Either a certain percentage of the sugar had been removed from the hold and smuggled into the country before the ship reached New York, or there was a conspiracy of some kind which involved a number of the weighers on the docks.

"The first supposition," argued Carr, "is feasible but hardly within the bounds of probability. If the shortage had occurred in a shipment of gold or something else which combines high value with small volume, that's where I'd look for the leak. But when it comes to hundreds of thousands of pounds of sugar—that's something else. You can't carry that around in your pockets or even unload it without causing comment and employing so many assistants that the risk would be extremely great.
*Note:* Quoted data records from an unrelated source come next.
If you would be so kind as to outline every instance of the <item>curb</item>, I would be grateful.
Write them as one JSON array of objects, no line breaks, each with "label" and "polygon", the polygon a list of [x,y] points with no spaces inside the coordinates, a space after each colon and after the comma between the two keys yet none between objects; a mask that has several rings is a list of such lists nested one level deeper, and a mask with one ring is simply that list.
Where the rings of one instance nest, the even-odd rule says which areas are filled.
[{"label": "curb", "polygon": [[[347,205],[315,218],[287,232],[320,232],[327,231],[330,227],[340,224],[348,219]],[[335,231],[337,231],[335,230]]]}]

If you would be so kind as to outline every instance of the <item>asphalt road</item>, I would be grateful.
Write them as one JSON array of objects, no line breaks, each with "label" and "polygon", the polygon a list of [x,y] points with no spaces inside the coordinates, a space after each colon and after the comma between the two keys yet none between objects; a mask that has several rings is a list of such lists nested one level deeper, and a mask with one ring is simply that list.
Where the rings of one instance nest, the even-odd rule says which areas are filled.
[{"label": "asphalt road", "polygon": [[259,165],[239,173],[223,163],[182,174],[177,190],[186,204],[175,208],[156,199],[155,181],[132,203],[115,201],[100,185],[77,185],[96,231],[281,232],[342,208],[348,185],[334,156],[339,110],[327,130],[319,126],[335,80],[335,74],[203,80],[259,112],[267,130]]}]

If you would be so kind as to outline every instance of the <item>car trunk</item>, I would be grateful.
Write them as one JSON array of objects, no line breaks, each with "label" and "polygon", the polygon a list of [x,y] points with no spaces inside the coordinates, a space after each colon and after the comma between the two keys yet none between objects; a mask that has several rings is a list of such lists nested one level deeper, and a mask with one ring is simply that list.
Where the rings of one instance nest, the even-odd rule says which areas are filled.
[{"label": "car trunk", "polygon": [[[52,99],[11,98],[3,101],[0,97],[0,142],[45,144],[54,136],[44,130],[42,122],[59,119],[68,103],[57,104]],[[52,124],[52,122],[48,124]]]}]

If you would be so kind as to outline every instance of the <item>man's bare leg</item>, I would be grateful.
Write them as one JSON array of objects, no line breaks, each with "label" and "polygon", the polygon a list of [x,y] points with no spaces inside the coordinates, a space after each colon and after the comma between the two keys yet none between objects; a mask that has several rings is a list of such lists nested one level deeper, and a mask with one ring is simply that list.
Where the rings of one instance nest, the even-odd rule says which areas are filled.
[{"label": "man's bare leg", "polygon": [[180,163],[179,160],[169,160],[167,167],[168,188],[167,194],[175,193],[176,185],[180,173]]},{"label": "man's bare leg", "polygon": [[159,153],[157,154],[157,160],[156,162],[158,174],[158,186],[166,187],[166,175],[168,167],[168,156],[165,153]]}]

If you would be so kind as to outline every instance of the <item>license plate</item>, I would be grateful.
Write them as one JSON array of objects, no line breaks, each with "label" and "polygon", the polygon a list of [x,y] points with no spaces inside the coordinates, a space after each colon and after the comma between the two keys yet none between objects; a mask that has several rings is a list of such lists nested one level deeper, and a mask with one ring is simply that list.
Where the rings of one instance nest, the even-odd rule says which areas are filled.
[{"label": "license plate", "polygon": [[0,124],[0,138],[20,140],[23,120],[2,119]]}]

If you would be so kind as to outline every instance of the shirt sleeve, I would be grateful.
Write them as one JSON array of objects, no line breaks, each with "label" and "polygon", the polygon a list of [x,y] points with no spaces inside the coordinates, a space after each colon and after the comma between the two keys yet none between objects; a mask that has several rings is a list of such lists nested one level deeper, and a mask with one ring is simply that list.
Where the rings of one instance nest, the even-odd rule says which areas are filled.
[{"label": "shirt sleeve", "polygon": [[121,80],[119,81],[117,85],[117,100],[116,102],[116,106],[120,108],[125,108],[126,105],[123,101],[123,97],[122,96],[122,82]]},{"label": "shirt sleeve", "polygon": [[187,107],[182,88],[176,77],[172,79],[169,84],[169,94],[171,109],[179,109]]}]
"No, the answer must lie right here on the docks—just as it did in the sampling cases."

So it was on the docks that he concentrated his efforts, working through the medium of a girl named Louise Wood, whom he planted as a file clerk and general assistant in the offices of the company which owned the Murbar and a number of other sugar ships.

This, of course, wasn't accomplished in a day, nor yet in a month. As a matter of fact, it was February when Carr was first assigned to the case and it was late in August when the Wood girl went to work. But, as Dick figured it, this single success was worth all the time and trouble spent in preparing for it.

It would be hard, therefore, to give any adequate measure of his disappointment when the girl informed him that everything in her office appeared to be straight and aboveboard.

"You know, Dick," reported Louise, after she had been at work for a couple of months, "I'm not the kind that can have the wool pulled over my eyes. If there was anything crooked going on, I'd spot it before they'd more than laid their first plans. But I've had the opportunity of going over the files and the records and it's all on the level."

"Then how are you to account for the discrepancies between the bills of lading and the final receipts?" queried Carr, almost stunned by the girl's assurance.

"That's what I don't know," she admitted. "It certainly looks queer, but of course it is possible that the men who ship the sugar deliberately falsify the records in order to get more money and that the company pays these statements as a sort of graft. That I can't say. It doesn't come under my department, as you know. Neither is it criminal. What I do know is that the people on the dock have nothing to do with faking the figures."

"Sure you haven't slipped up anywhere and given them a suspicion as to your real work?"